Can you think of three words that are completely unrelated to one another? What about four, five, or even 10? According to an international team of researchers from McGill University, Harvard University, and the University of Melbourne, this simple exercise of naming unrelated words and then measuring the semantic distance between them could serve as an objective measure of creativity.
The study, published in the Proceedings of the National Academy of Sciences, uses the Divergent Association Task (DAT), a four-minute, 10-word test to measure one aspect of creative potential.
The DAT was originally devised by Jay Olson, a recent PhD graduate from McGill’s Department of Psychiatry, inspired by a childhood game involving thinking of unrelated words. He wondered whether a similar task could serve as a simple and elegant way to measure divergent thinking, the ability to generate diverse solutions to an open-ended problem.
While studies of creativity and its nature are not new, relatively little is known about the process itself.
‘Creativity is fundamental to human life,’ explains Olson, who is now a postdoctoral fellow at Harvard. ‘The more we understand its complexity, the better we can foster creativity in all its forms.’
An easier and simpler way to test creativity
Using the DAT, the researchers asked participants to name 10 words that were as different from each other as possible. A computational algorithm would then estimate the average semantic distance between the words. The more related the words were (e.g., ‘cat’ and ‘dog’) the shorter the semantic difference would be, compared to less related words (e.g., ‘cat’ and ‘book’).

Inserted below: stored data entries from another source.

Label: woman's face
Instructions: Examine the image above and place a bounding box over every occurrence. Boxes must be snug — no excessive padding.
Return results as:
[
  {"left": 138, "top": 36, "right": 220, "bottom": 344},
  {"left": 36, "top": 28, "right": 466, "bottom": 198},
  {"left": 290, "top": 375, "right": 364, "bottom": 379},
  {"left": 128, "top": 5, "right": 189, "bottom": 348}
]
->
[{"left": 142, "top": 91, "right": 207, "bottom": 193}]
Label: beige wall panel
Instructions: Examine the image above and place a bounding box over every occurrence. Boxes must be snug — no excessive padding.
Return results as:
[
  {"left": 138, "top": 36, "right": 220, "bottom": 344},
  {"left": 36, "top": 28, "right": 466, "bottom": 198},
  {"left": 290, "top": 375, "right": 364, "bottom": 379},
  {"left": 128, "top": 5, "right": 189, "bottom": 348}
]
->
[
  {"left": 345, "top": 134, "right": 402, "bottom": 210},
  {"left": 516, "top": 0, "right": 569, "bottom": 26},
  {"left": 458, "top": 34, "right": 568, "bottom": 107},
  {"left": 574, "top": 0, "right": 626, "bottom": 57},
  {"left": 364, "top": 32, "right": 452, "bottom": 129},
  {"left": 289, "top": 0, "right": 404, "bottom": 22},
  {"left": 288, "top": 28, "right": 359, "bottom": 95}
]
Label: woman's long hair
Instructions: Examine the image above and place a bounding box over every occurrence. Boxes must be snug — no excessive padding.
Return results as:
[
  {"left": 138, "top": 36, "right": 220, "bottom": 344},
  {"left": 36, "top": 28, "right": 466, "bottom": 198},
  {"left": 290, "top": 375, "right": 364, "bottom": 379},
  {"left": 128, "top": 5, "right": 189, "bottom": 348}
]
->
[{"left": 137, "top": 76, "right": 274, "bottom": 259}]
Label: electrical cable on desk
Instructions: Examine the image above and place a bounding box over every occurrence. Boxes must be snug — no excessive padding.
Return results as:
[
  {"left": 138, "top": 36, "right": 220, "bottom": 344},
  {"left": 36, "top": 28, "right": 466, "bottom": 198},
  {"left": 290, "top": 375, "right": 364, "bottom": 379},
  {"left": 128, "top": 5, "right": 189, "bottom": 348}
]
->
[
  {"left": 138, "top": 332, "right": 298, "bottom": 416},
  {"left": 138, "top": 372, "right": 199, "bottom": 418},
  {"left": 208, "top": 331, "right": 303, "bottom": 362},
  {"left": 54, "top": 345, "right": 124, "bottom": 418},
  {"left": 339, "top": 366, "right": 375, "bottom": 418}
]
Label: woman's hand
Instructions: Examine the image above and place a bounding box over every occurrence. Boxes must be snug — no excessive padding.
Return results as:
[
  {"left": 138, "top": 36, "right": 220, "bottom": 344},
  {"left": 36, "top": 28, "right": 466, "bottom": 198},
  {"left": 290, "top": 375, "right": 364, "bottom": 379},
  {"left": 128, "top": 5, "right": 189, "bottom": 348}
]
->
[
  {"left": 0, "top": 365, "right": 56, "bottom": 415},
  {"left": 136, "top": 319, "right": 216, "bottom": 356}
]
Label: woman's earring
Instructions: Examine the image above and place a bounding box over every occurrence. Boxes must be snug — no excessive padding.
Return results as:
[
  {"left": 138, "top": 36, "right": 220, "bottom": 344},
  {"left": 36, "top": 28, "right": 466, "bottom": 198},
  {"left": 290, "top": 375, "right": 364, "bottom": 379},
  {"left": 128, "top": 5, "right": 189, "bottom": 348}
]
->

The team’s first study highlighted moderate to strong correlations between semantic distance and two commonly used creativity measures (the Alternative Uses Task and the Bridge-the-Associative Gap Task). This was applied to a subsequent study with 8,500 participants from 98 countries, where the semantic distances varied only slightly by demographic variables, suggesting that the measure can be used across diverse populations.
Overall, semantic distance correlated at least as strongly with established creativity measures as those measures did with each other. Many traditional creativity measures require time-intensive and subjective scoring procedures, which makes large and multicultural assessments difficult.
‘Our task measures only a sliver of one type of creativity,’ says Olson. ‘But these findings enable creativity assessments across larger and more diverse samples with less bias, which will ultimately help us better understand this fundamental human ability.’